А что, если ей самой подобрать Джейсу компаньона по путешествию, чужака в этом храме для избранных, дикаря, который не имеет представления о правилах первого класса?.. Она вполне может это сделать. И сделает. В конце концов, это ведь ее билет, разве не так? Полностью ею оплаченный к тому же. Она имеет полное право отдать его кому захочет. Конечно, тут возможна некоторая волокита – вероятно, придется дополнительно заплатить за то, что билет будет перерегистрирован на другое имя. Ну и что? Зато это будет тот еще рождественский сюрприз для Джейса!

Итак, посмотрим…

Алексис было подумала о том, чтобы поместить на место 2В младенца, который своим криком отравит Джейсу все путешествие до Лондона. Однако дети летят с родителями, вполне возможно, с любящей матерью, а ведь она играла героинь, уважающих материнство.

Ей нужен был кто-то такой, кто стал бы приставать к Джейсу и требовать от него ответа. Кто это может быть? Женщина. Но такая, которая отличалась бы от того типа, который привлекателен для Джейса и способен подвигнуть его на ту единственную вещь, от которой он получал удовольствие, – секс.

В течение довольно-таки короткого времени Алексис была женщиной его типа. Отталкиваясь от этого стандарта, она должна была выбрать тип прямо противоположный – женщину, которая была тощей и постной там, где Алексис была пышной и веселой; бесполой, в то время как Алексис была аппетитно-женственной; лишенной уверенности в себе, без блеска и стиля.

Да вот же она! Впрочем, в первый момент Алексис подумала, что создание, сидящее, скрестив ноги, у дальнего простенка между окнами, это скорее он, а не она. Бледное и костлявое, убитое горем существо, менее двадцати лет от роду.

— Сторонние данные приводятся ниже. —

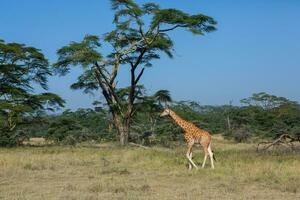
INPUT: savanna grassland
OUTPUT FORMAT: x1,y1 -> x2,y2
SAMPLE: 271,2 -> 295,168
0,138 -> 300,200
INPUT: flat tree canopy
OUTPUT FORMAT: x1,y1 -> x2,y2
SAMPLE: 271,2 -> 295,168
54,0 -> 216,144
0,40 -> 64,131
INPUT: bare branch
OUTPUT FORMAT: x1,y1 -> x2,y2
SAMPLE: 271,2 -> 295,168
134,67 -> 145,85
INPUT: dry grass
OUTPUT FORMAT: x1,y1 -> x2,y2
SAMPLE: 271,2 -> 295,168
0,138 -> 300,200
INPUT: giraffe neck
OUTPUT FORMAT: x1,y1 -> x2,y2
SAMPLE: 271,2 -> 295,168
170,111 -> 188,130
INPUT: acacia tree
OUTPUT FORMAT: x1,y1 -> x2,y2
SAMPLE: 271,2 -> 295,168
0,40 -> 64,136
54,0 -> 216,145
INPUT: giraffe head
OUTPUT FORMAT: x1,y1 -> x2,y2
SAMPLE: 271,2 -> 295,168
159,108 -> 171,117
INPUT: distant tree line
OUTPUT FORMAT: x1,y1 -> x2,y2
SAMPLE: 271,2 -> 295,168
0,0 -> 300,146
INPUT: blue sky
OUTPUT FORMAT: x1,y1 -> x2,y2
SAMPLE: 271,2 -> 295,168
0,0 -> 300,109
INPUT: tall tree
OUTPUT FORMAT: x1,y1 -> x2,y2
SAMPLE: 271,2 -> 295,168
0,40 -> 64,132
54,0 -> 216,145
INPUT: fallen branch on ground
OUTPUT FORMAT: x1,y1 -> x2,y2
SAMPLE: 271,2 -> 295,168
129,142 -> 149,149
256,134 -> 300,151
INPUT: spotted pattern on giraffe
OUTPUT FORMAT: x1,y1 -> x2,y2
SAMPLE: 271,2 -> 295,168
160,108 -> 214,169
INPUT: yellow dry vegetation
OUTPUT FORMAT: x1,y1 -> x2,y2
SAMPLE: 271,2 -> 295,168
0,137 -> 300,200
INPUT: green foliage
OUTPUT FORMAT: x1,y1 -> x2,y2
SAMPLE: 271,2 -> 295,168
54,0 -> 216,145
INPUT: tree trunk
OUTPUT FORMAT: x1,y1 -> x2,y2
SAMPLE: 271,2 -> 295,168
114,116 -> 130,146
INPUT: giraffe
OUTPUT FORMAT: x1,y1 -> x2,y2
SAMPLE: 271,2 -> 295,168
160,108 -> 215,169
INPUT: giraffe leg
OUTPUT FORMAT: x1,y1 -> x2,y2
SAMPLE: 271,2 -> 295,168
186,145 -> 198,169
202,152 -> 207,168
207,144 -> 215,169
189,151 -> 193,170
201,144 -> 209,168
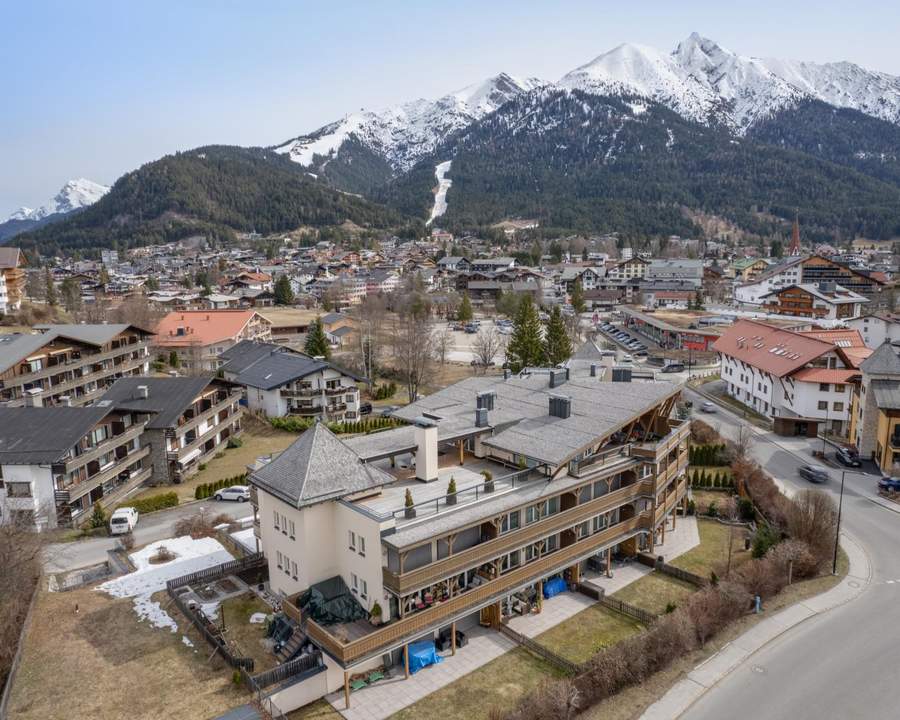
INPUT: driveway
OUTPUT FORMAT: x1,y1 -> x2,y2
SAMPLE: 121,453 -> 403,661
683,390 -> 900,720
44,500 -> 253,573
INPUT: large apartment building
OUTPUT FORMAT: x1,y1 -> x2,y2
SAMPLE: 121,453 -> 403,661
100,377 -> 244,485
250,363 -> 689,702
0,404 -> 151,529
0,324 -> 152,406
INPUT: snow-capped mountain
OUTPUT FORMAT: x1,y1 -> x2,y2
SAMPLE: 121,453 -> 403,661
275,73 -> 541,172
8,178 -> 109,220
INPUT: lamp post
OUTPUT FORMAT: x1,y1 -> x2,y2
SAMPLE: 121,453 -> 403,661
831,470 -> 847,575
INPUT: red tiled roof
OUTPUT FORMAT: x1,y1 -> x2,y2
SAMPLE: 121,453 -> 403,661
713,320 -> 836,377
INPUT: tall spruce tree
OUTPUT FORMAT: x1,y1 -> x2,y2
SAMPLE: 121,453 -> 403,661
544,305 -> 572,365
303,317 -> 331,359
506,294 -> 545,372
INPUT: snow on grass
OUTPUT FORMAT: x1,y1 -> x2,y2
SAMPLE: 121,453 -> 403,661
97,535 -> 234,632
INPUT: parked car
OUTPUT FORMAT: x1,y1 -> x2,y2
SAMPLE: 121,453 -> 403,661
834,448 -> 862,467
797,465 -> 828,483
109,507 -> 138,535
215,485 -> 250,502
660,363 -> 684,372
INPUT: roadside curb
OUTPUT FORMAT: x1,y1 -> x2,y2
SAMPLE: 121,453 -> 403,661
641,532 -> 872,720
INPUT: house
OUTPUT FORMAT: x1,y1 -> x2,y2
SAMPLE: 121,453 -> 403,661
850,342 -> 900,477
220,340 -> 362,422
761,281 -> 869,320
0,404 -> 151,530
153,310 -> 272,372
713,320 -> 860,437
0,247 -> 25,312
250,368 -> 690,711
0,323 -> 153,406
101,377 -> 244,485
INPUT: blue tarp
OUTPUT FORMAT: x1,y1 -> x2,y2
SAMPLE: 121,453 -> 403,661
544,578 -> 568,600
409,640 -> 444,673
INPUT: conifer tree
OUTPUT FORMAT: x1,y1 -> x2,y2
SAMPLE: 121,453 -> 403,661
506,294 -> 544,372
303,317 -> 331,360
544,305 -> 572,365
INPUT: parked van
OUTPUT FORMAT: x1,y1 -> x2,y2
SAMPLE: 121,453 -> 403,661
109,508 -> 138,535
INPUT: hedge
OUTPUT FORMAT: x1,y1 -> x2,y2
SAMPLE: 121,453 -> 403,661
118,492 -> 178,513
194,473 -> 247,500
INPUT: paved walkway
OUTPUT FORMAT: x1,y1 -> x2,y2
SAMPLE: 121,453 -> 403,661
641,533 -> 872,720
326,517 -> 700,720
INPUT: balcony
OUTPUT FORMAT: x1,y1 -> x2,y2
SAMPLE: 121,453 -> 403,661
306,513 -> 651,667
382,480 -> 653,595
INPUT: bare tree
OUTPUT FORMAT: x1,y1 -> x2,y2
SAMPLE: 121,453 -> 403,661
391,300 -> 434,402
472,326 -> 503,372
434,328 -> 453,367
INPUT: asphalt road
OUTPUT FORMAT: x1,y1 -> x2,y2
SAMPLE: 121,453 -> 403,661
683,391 -> 900,720
44,500 -> 253,573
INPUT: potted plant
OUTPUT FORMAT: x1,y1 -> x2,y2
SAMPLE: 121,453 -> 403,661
447,475 -> 456,505
369,600 -> 382,625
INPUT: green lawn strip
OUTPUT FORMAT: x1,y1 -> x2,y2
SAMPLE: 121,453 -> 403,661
534,605 -> 644,663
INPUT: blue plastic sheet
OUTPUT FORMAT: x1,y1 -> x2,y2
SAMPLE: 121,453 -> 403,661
544,578 -> 568,600
409,640 -> 444,673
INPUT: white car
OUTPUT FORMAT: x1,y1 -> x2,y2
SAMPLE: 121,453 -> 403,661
109,508 -> 138,535
215,485 -> 250,502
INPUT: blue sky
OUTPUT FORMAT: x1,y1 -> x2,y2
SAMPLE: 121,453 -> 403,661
0,0 -> 900,215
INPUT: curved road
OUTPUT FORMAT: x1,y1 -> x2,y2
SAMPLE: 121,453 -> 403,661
682,390 -> 900,720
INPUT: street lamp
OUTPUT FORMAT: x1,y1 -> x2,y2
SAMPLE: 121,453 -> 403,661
831,470 -> 847,575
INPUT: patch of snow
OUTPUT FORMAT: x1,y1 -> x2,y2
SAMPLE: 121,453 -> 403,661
425,160 -> 453,227
97,535 -> 234,632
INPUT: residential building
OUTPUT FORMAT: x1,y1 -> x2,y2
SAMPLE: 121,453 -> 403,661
153,310 -> 272,372
0,323 -> 153,406
221,340 -> 361,422
101,377 -> 244,485
0,404 -> 151,529
250,367 -> 690,710
762,282 -> 869,320
0,247 -> 25,312
712,320 -> 860,437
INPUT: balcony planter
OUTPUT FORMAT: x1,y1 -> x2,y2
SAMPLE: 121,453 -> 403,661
447,475 -> 456,505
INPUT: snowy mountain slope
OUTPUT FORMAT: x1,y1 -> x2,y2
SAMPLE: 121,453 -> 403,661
275,73 -> 541,172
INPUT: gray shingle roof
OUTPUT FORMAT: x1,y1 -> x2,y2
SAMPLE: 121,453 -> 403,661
0,405 -> 112,465
99,377 -> 221,429
250,423 -> 394,508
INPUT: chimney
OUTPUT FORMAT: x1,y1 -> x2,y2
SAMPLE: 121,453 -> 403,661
413,415 -> 438,482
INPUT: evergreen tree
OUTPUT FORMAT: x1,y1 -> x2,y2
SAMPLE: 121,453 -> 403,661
275,275 -> 294,305
456,293 -> 473,322
506,294 -> 544,372
571,280 -> 587,313
544,305 -> 572,365
303,317 -> 331,359
44,268 -> 57,305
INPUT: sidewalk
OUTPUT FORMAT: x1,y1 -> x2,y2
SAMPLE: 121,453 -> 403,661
641,533 -> 872,720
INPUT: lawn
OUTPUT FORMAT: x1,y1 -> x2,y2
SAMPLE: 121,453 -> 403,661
535,605 -> 644,663
219,593 -> 278,673
612,571 -> 697,615
390,648 -> 562,720
9,589 -> 249,720
670,518 -> 750,577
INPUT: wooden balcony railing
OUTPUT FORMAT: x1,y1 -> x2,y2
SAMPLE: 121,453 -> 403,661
382,480 -> 653,595
306,513 -> 650,667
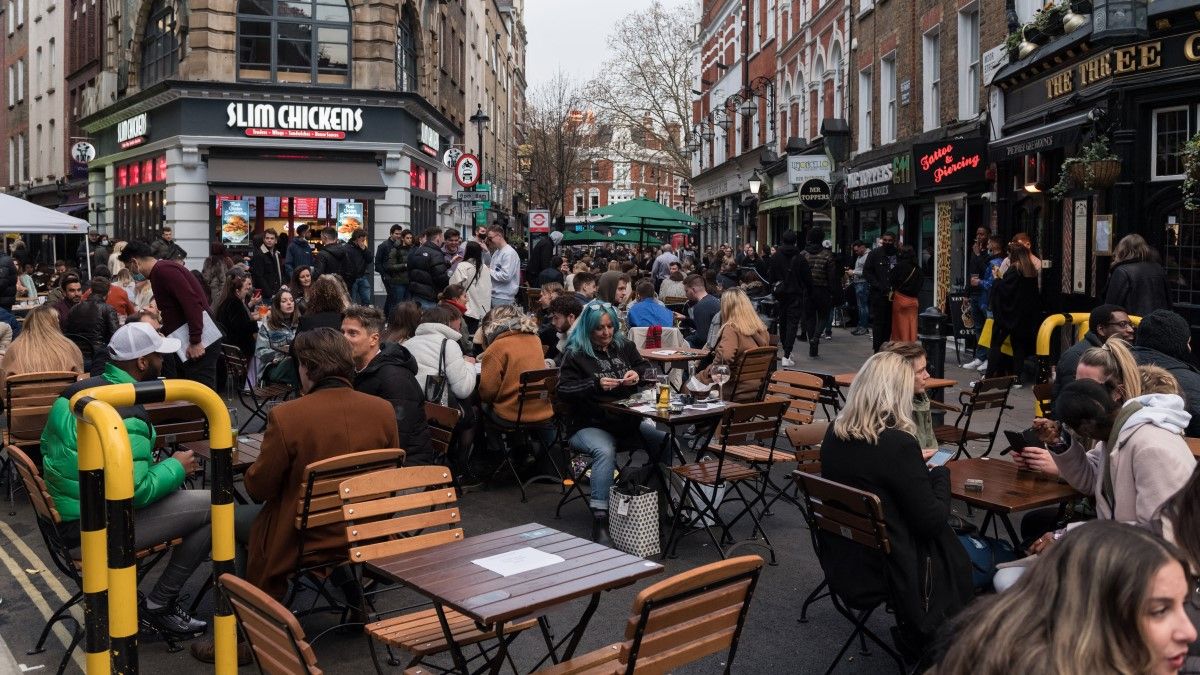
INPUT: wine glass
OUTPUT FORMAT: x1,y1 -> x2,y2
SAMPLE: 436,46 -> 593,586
709,364 -> 730,400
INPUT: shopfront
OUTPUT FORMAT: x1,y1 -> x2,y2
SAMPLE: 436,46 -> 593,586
990,1 -> 1200,324
83,82 -> 456,267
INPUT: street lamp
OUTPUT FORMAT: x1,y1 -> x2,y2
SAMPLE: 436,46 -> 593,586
470,103 -> 492,183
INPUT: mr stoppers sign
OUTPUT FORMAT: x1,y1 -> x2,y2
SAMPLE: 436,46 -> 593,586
912,138 -> 988,190
226,103 -> 362,141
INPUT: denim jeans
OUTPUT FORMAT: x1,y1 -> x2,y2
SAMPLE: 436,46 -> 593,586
854,281 -> 871,328
568,419 -> 672,510
350,276 -> 373,306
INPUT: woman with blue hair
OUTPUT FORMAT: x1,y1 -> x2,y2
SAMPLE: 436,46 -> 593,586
558,300 -> 672,543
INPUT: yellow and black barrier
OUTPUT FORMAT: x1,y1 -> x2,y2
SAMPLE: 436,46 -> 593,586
71,380 -> 238,675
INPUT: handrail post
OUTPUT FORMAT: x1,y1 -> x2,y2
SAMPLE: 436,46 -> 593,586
72,380 -> 238,675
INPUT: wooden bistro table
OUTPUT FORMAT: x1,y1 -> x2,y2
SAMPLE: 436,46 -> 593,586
946,458 -> 1084,546
367,522 -> 662,674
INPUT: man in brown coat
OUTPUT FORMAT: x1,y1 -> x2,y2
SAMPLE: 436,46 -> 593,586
238,328 -> 400,599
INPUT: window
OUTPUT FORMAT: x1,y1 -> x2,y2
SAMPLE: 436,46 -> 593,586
858,68 -> 874,153
396,10 -> 418,91
138,0 -> 179,89
234,0 -> 350,84
920,30 -> 942,131
1151,106 -> 1190,180
880,52 -> 896,145
959,7 -> 983,120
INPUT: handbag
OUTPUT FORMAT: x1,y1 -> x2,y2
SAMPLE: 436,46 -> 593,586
608,484 -> 662,557
425,339 -> 450,406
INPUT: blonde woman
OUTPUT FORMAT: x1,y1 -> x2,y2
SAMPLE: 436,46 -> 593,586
696,288 -> 770,398
818,352 -> 974,656
0,305 -> 83,384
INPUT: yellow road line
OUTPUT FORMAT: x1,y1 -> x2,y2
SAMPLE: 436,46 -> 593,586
0,522 -> 86,671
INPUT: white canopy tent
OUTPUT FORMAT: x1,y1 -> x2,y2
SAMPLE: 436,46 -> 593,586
0,193 -> 91,276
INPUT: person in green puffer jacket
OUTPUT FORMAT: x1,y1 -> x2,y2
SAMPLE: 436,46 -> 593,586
41,322 -> 211,638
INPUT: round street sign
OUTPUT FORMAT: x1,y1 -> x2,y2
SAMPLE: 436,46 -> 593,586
799,178 -> 830,211
71,141 -> 96,165
454,154 -> 479,187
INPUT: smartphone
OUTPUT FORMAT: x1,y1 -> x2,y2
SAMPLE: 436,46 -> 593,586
925,448 -> 956,466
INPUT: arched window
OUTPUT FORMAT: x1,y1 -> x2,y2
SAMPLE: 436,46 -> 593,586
396,7 -> 418,91
138,0 -> 179,89
238,0 -> 350,85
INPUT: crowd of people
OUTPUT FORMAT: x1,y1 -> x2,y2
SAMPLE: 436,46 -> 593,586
7,220 -> 1200,674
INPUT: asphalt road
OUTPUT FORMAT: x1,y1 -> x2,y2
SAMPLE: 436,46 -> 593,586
0,329 -> 1033,674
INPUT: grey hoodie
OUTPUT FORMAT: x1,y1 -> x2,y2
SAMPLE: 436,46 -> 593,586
1052,394 -> 1195,532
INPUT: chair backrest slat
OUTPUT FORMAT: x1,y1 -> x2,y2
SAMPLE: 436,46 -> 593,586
338,466 -> 463,562
619,556 -> 762,673
217,574 -> 322,675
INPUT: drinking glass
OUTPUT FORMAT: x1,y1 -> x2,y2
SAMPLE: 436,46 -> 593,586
709,365 -> 730,400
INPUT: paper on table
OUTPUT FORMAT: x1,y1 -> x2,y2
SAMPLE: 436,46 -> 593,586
167,312 -> 224,362
470,546 -> 565,577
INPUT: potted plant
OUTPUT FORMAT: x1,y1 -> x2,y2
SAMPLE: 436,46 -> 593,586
1050,136 -> 1121,199
1033,4 -> 1067,41
1180,133 -> 1200,211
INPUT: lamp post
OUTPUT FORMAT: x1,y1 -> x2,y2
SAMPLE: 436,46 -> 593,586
470,103 -> 492,183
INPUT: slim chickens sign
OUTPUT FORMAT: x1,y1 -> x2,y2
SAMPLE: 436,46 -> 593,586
912,138 -> 988,190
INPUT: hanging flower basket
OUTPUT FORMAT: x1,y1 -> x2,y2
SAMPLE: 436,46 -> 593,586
1088,160 -> 1121,190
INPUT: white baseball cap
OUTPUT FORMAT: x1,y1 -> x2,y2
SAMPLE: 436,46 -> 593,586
108,321 -> 180,362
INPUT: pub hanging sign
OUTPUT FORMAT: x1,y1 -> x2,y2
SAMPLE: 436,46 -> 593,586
912,138 -> 988,190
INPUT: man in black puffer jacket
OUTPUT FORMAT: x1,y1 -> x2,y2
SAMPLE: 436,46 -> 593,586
342,305 -> 436,458
1130,310 -> 1200,438
0,253 -> 17,311
408,227 -> 450,309
62,276 -> 121,376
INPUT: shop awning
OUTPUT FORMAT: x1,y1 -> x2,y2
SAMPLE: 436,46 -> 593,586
758,192 -> 800,211
209,157 -> 388,199
988,113 -> 1087,161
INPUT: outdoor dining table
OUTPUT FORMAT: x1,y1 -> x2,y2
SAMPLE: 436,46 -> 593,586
946,458 -> 1084,546
367,522 -> 662,674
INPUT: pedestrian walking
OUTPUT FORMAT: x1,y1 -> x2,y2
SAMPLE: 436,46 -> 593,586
863,232 -> 896,352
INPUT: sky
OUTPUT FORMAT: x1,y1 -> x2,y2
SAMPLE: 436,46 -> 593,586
524,0 -> 678,89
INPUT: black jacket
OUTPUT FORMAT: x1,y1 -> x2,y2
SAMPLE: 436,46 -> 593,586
526,235 -> 554,287
62,297 -> 121,374
1043,330 -> 1104,408
250,246 -> 284,299
863,246 -> 895,300
313,241 -> 362,284
1104,261 -> 1171,316
767,244 -> 812,299
408,243 -> 450,296
558,340 -> 658,432
818,425 -> 974,649
354,342 -> 436,466
0,253 -> 17,310
1128,345 -> 1200,438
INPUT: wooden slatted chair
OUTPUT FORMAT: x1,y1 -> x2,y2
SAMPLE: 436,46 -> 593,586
337,466 -> 538,673
538,555 -> 762,675
484,368 -> 566,503
726,345 -> 776,404
425,402 -> 462,496
221,345 -> 293,434
792,471 -> 906,675
934,376 -> 1016,459
0,371 -> 80,515
5,446 -> 181,675
662,401 -> 787,565
217,574 -> 322,675
283,448 -> 404,615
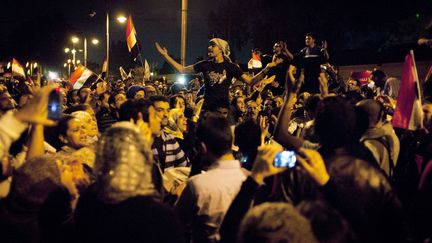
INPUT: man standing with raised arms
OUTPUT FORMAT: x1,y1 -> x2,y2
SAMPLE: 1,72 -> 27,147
155,38 -> 277,110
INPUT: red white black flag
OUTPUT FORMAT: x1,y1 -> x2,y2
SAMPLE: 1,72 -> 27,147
69,65 -> 102,89
126,15 -> 142,65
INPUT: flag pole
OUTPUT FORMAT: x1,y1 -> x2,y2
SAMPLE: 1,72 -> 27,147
410,50 -> 424,128
410,50 -> 422,100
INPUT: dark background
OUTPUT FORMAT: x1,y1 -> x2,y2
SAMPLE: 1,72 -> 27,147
0,0 -> 432,74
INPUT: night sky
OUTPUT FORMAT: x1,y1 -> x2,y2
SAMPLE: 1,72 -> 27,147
0,0 -> 432,73
0,0 -> 217,68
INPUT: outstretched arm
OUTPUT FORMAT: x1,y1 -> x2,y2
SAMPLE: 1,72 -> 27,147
241,59 -> 283,86
155,42 -> 195,73
273,65 -> 304,150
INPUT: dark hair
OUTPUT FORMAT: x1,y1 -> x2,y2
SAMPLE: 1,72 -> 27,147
304,94 -> 321,118
44,114 -> 74,151
297,201 -> 358,243
196,113 -> 233,156
66,89 -> 79,104
63,104 -> 93,114
315,96 -> 360,149
169,94 -> 186,109
234,119 -> 261,170
108,90 -> 126,107
305,32 -> 316,39
149,95 -> 169,105
119,99 -> 153,122
234,119 -> 261,152
208,99 -> 230,111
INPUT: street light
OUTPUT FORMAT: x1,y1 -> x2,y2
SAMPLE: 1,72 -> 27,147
117,15 -> 127,24
71,49 -> 76,66
71,36 -> 79,44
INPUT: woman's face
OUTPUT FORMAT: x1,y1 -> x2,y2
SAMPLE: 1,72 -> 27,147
175,97 -> 186,112
237,98 -> 246,113
62,118 -> 87,149
177,112 -> 187,132
81,110 -> 99,137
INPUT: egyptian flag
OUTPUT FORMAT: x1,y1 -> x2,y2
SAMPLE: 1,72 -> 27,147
248,52 -> 262,69
101,57 -> 108,79
12,58 -> 26,79
126,15 -> 142,65
393,51 -> 422,130
144,59 -> 151,80
69,65 -> 102,89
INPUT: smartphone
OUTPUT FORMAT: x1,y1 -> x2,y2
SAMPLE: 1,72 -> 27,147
273,150 -> 297,168
240,154 -> 249,164
48,88 -> 63,121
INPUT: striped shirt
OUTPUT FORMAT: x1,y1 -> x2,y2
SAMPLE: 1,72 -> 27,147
152,131 -> 189,171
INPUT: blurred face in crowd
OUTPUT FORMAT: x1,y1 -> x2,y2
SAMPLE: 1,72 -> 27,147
145,85 -> 156,97
0,92 -> 17,111
177,112 -> 187,132
305,35 -> 315,47
273,43 -> 282,54
175,97 -> 186,112
207,42 -> 223,58
114,93 -> 127,110
60,88 -> 67,106
247,100 -> 260,120
60,118 -> 87,149
71,90 -> 80,104
79,88 -> 91,102
347,79 -> 360,91
275,97 -> 283,108
216,107 -> 229,118
101,92 -> 110,108
155,101 -> 169,127
134,90 -> 145,99
236,97 -> 246,113
85,108 -> 99,136
234,89 -> 243,97
263,100 -> 273,112
148,106 -> 161,137
423,104 -> 432,133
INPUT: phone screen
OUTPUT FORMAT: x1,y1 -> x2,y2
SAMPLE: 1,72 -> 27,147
273,151 -> 297,168
48,88 -> 63,120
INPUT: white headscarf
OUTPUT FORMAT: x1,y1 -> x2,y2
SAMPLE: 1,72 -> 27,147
95,122 -> 157,203
209,38 -> 231,62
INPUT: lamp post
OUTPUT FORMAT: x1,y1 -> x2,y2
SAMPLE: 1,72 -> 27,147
180,0 -> 188,66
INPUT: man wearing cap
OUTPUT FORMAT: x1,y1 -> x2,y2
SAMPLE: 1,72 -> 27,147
155,38 -> 277,110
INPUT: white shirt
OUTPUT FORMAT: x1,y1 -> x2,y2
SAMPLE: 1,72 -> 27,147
176,160 -> 246,242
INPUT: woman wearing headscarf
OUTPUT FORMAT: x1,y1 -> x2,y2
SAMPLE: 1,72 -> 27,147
75,122 -> 183,242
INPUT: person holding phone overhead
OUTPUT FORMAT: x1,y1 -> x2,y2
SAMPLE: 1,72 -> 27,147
297,33 -> 330,94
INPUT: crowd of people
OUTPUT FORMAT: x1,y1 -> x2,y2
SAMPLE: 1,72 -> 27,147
0,33 -> 432,243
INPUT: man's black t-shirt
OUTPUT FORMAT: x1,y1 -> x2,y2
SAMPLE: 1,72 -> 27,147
193,60 -> 243,109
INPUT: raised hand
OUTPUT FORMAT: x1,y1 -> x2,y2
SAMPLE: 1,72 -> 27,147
130,112 -> 153,144
155,42 -> 168,56
251,144 -> 285,184
321,41 -> 328,51
15,85 -> 58,126
297,149 -> 330,186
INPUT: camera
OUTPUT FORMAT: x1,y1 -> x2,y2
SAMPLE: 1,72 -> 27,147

Однако, приглядевшись повнимательнее, Алексис пришла к выводу, что это был отнюдь не подросток и не мальчик. Далее она обнаружила, что женщина сама разглядывает ее, как будто смотрит телевизор, во всяком случае, ничего невежливого в этом разглядывании нет.

Когда Алексис двинулась в сторону своей ошалевшей от неожиданности поклонницы, она ощутила знакомый трепет, прилив адреналина, который сопровождал каждый ее выход на сцену. Ее аудитория уже была захвачена в плен. Но еще оставались некоторые проблемы, необходимость воплотить сценарий, который она сама же и напишет.

Проблем не будет, обещал прибывающий адреналин.

Сколько раз Алексис Аллен приказывала – не случайно ей иногда хотелось быть директором студии – идиоту писателю сделать ее роль более интересной и интригующей!